Por: Pascual Gaviria Uribe.
Una ironía geográfica quiso que Bogotá se asentara justo en el centro del país, a una altura suficiente para mirar a lado y lado desde la silla solemne de la Cordillera Oriental.
Se diría que la capital es una especie de altillo ilustrado que tutela con sapiencia la república que se desborda sobre valles y costas de costumbres dudosas. Para los más quisquillosos Bogotá es una imponente garita desde donde se ejerce vigilancia sobre las regiones. Pero Bogotá vigila, tutela, dispone y recomienda con el bastón de un profesor ciego y torpe que ha sentado a sus alumnos en un círculo riguroso.
El profesor, al que le es imposible agacharse por sus achaques, comienza a tantear y va rasguñando a sus alumnos con su vara, luego les pide que cambien de puesto, les enseña geografías que no conoce y les impone tareas imposibles. Al final entrega la nota y hace público el informe de actividades.
Cuando los buses de la capital ruedan sin demasiados sobresaltos, cuando sus parqueaderos cobran una tarifa aceptable y en sus paraderos de buses no se han robado uno o dos teléfonos celulares, Bogotá suele mirar hacia abajo a ver qué impudicia encuentra digna de repugnancia. Comienzan los medios a buscar el reporte de algunos muertos en sus redacciones regionales. Parlotean los turistas que han captado alguna escena que los sobrecoge y los subleva. Repuntan los moralistas para imponer prohibiciones y rematan los políticos al presentar una recusación o un proyecto de ley.

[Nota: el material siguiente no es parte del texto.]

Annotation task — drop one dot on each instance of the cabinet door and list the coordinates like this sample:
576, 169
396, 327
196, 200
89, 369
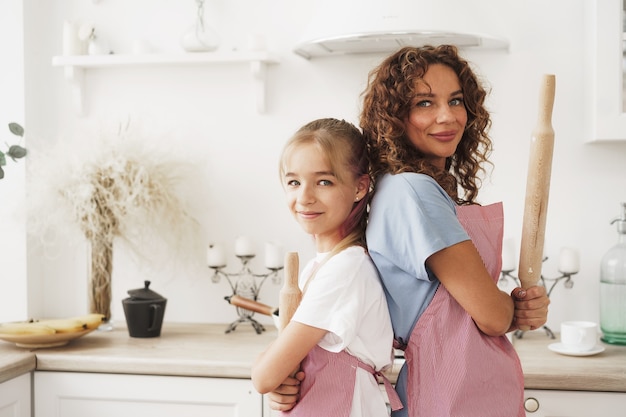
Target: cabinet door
575, 403
64, 394
15, 397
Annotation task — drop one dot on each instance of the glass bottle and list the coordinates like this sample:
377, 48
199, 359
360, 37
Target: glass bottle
200, 37
613, 287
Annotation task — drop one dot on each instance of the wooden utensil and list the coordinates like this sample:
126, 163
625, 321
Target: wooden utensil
251, 305
290, 294
537, 188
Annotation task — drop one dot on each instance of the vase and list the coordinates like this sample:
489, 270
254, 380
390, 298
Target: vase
100, 270
200, 37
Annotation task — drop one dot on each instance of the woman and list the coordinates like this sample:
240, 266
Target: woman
438, 252
341, 331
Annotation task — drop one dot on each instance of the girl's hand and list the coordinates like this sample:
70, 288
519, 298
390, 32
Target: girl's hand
285, 397
531, 307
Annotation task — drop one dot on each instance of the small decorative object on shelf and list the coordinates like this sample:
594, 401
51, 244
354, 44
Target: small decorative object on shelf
569, 264
244, 282
200, 37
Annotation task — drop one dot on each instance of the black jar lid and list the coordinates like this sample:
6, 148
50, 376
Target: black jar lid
145, 293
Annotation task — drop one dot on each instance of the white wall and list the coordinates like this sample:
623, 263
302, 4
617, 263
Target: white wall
210, 110
13, 283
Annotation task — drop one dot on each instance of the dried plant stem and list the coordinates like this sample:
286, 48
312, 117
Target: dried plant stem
100, 276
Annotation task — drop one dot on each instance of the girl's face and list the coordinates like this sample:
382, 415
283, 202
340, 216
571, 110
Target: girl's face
317, 200
437, 119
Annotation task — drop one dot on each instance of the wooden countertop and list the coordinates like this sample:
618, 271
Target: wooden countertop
544, 369
204, 350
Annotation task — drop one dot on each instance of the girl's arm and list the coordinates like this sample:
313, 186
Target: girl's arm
284, 355
461, 270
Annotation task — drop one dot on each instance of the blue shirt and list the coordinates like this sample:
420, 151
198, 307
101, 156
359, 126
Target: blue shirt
411, 218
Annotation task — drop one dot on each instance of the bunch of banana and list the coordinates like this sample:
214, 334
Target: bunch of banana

Tenemos entonces algunas semanas con imágenes de fiestas salvajes, con la reseña de escenarios políticos despreciables y los reproches sobre los pactos de desobediencia y soberbia. Las amonestaciones estéticas se dejan como postre a las redes sociales.

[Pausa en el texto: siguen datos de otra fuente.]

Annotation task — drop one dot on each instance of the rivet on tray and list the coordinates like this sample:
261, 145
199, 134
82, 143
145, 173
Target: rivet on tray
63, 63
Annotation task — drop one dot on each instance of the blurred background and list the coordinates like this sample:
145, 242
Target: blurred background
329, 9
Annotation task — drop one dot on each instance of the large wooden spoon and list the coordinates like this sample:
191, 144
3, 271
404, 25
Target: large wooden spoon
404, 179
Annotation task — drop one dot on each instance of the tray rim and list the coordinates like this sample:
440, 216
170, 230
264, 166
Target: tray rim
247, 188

Lo más triste es que Bogotá tiene el poder de imponer a los provincianos sus tirrias, sus modales y sus filtros morales. Debe ser el clima y la nostalgia que procuran los urapanes curtidos por el humo y los sauces llorones en las tardes ídem. El caso es que muy pronto los recién llegados sienten la necesidad de juzgar según el rasero que han sufrido en sus primeros meses de vida en el mirador capitalino. No cambian las costumbres pero sí las opiniones, se impone el recelo sobre la indiferencia.
Los efectos de la mirada desde aquellas alturas cercanas a las estrellas no son solo para quienes llegan a vivir a la sabana. También quienes viven lejos comienzan a creer en la supremacía de los poderes capitalinos. De modo que no es raro que los problemas y las soluciones se busquen bajo las columnas del capitolio o los umbrales de los ministerios. En esto la capital y sus burócratas sufren los rigores de una especie de síndrome de omnipotencia. Los poderes ficticios de los que hace alarde por su postura y su moralismo no tienen concordancia con la realidad.
Entonces los periodistas, también con su bastón profesoral, no tienen más que dar una tunda a los funcionarios que tienen cerca y de los que al menos conocen el nombre y el teléfono. Así que la discusión se centra donde no toca y la indignación comienza dar vueltas entre las salas de redacción y los despachos del ejecutivo. Reproches que se saldan a la mañana siguiente con la explicación de un manual de funciones.
Pero pronto todo vuelve a la normalidad. Los buses de la capital se vuelven a chocar, los ladrones vuelven a arrebatar los teléfonos en los paraderos, los jóvenes entran sin pagar a las estaciones atestadas y los centros comerciales cobran de nuevo más de la cuenta en sus parqueaderos. Y las nubes cubren de nuevo la vista en la capital.